To sign up and get tested you can be anywhere in the region. Just head to krogerhealth.com/covidtesting to sign up.

But in order to get tested, you have to fit the criteria. That includes having any COVID-19 symptoms like fever or shortness of breath, healthcare workers or first responders who have been exposed or even people with mild symptoms who may have been exposed.

Advanced increased testing capacity is just one of the benchmarks the state needs to meet in order to consider re-opening. Another is the ability to protect the at risk population, like those in long-term-care facilities. Below is the full list;

1. Lower number and rate of new cases

2. Increased testing and tracing capacity

3. More personal protective equipment

4. Ability to protect our at-risk population

5. Ability to social distance and comply with CDC guidelines

6. Preparedness to deal with a possible future spike 

7. The status of vaccines and treatments

Beshear announced forty more residents and six more staff have tested positive, and three more people have died.

The deputy secretary of the Cabinet for Health and Family services, Eric Friedlander, announced about a week and a half ago, the cabinet brought together a task force consisting of Kentucky experts to provide new recommendations. Friedlander says that's crucial, because there are things seen in many people that aren't as common in these at risk groups, like fevers. Now this group is raising new questions.

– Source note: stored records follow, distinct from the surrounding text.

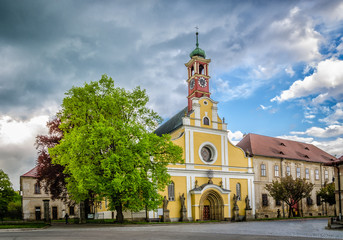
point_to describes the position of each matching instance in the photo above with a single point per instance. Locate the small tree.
(109, 147)
(289, 190)
(14, 207)
(6, 193)
(327, 193)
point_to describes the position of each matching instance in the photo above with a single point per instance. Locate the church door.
(206, 212)
(54, 213)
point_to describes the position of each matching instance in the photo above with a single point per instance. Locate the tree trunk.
(290, 211)
(120, 216)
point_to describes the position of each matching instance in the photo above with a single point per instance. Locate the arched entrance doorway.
(211, 206)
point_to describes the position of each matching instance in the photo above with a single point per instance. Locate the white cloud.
(265, 108)
(229, 93)
(334, 147)
(334, 117)
(327, 132)
(235, 137)
(327, 81)
(289, 70)
(17, 150)
(14, 131)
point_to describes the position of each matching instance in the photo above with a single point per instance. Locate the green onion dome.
(197, 51)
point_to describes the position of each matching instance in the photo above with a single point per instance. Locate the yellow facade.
(214, 170)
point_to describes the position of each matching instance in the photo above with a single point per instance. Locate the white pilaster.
(187, 145)
(215, 116)
(191, 141)
(189, 200)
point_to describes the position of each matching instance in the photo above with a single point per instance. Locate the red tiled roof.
(32, 173)
(259, 145)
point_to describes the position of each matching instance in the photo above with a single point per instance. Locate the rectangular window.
(317, 174)
(171, 192)
(71, 211)
(264, 199)
(307, 173)
(263, 170)
(276, 170)
(309, 201)
(319, 201)
(37, 188)
(288, 171)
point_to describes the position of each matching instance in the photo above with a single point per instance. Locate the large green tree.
(109, 148)
(6, 193)
(289, 190)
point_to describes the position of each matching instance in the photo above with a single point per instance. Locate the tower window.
(206, 121)
(201, 68)
(171, 191)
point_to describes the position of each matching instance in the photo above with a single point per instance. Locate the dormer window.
(206, 121)
(201, 68)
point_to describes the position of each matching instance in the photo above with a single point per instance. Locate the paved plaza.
(287, 229)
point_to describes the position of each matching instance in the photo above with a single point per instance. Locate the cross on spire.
(197, 42)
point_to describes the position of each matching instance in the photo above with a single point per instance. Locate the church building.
(216, 181)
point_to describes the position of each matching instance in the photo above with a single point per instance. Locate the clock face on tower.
(202, 82)
(191, 84)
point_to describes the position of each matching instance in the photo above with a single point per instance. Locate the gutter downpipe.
(283, 204)
(339, 194)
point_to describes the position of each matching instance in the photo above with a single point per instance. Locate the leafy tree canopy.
(327, 193)
(109, 146)
(6, 193)
(290, 190)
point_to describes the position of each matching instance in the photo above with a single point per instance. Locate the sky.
(276, 66)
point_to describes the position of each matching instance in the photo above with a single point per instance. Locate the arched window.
(37, 188)
(263, 170)
(171, 191)
(206, 121)
(201, 68)
(238, 191)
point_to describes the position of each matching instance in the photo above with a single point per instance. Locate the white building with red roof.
(33, 196)
(274, 158)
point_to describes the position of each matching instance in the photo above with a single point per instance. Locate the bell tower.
(198, 78)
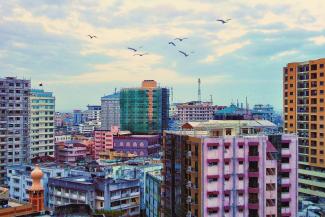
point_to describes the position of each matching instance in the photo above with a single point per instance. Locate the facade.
(140, 145)
(144, 110)
(153, 194)
(303, 90)
(70, 152)
(88, 127)
(92, 113)
(42, 108)
(139, 172)
(103, 142)
(110, 111)
(14, 122)
(62, 137)
(233, 112)
(19, 180)
(229, 168)
(193, 111)
(36, 191)
(266, 112)
(99, 193)
(78, 117)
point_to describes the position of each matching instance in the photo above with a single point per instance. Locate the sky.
(46, 41)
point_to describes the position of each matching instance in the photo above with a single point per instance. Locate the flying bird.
(223, 21)
(180, 39)
(172, 43)
(140, 54)
(133, 49)
(92, 36)
(182, 52)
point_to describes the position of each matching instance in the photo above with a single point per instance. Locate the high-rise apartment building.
(78, 117)
(229, 168)
(110, 111)
(303, 90)
(42, 108)
(14, 122)
(144, 110)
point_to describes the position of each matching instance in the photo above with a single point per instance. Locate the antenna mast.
(199, 90)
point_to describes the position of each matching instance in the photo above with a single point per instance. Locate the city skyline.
(49, 43)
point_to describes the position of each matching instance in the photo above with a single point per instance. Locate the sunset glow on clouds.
(47, 41)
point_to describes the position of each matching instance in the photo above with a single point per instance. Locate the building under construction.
(144, 110)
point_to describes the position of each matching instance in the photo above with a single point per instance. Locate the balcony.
(227, 169)
(228, 185)
(213, 170)
(241, 201)
(285, 181)
(270, 179)
(270, 194)
(228, 153)
(285, 152)
(240, 169)
(241, 153)
(285, 195)
(286, 211)
(240, 185)
(285, 167)
(189, 199)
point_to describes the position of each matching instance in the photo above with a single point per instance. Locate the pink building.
(70, 152)
(230, 169)
(103, 141)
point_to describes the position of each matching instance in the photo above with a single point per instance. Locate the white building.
(42, 110)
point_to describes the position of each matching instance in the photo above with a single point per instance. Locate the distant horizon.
(172, 42)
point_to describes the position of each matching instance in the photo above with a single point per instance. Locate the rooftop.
(220, 124)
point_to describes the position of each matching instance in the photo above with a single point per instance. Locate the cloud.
(284, 54)
(318, 40)
(136, 70)
(225, 49)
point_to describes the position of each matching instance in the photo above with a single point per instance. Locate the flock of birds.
(172, 43)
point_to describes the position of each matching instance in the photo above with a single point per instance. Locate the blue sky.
(46, 41)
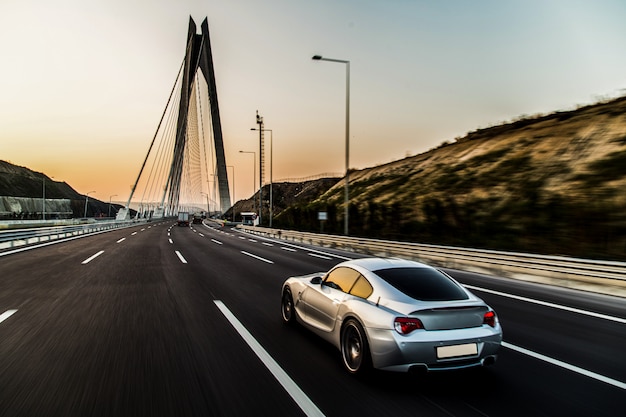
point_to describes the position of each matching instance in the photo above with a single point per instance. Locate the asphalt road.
(159, 320)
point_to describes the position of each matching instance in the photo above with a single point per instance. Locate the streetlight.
(86, 199)
(253, 174)
(207, 204)
(346, 188)
(271, 163)
(110, 197)
(234, 197)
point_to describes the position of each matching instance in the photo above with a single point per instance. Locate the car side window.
(341, 279)
(362, 288)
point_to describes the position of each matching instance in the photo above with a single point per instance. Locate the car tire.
(287, 308)
(354, 348)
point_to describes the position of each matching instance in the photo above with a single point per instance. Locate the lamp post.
(346, 187)
(110, 197)
(87, 199)
(234, 197)
(253, 174)
(207, 204)
(271, 163)
(43, 200)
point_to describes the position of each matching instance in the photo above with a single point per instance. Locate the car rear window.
(422, 284)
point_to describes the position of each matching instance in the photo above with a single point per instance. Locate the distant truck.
(183, 218)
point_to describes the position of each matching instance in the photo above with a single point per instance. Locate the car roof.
(375, 264)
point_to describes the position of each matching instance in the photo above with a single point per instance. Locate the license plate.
(454, 351)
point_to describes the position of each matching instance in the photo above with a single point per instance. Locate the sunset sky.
(83, 83)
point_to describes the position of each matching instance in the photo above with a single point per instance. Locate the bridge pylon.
(198, 55)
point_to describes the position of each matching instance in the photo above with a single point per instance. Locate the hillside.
(21, 190)
(549, 184)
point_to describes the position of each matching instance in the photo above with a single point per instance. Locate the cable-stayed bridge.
(185, 166)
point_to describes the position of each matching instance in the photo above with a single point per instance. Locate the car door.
(323, 301)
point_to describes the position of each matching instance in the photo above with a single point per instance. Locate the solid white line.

"And they've looked at what are the unique features of these populations," Friedlander said. "When do you transfer somebody? When do you have somebody in a facility? When do you bring folks together? It's called cohorting, within a facility, that you bring the positive folks together and separate them from the rest of the facility."

They are already starting to make changes to their policies.

"We've talked about and are going to change some of our Medicaid policies around how long we hold beds and facilities, how long we hold beds in hospitals," Friedlander said.

Aside from those being cared for at these facilities, they are also considering changes for staff and how they are cared for, in order to slow down the spread of this virus as much as possible.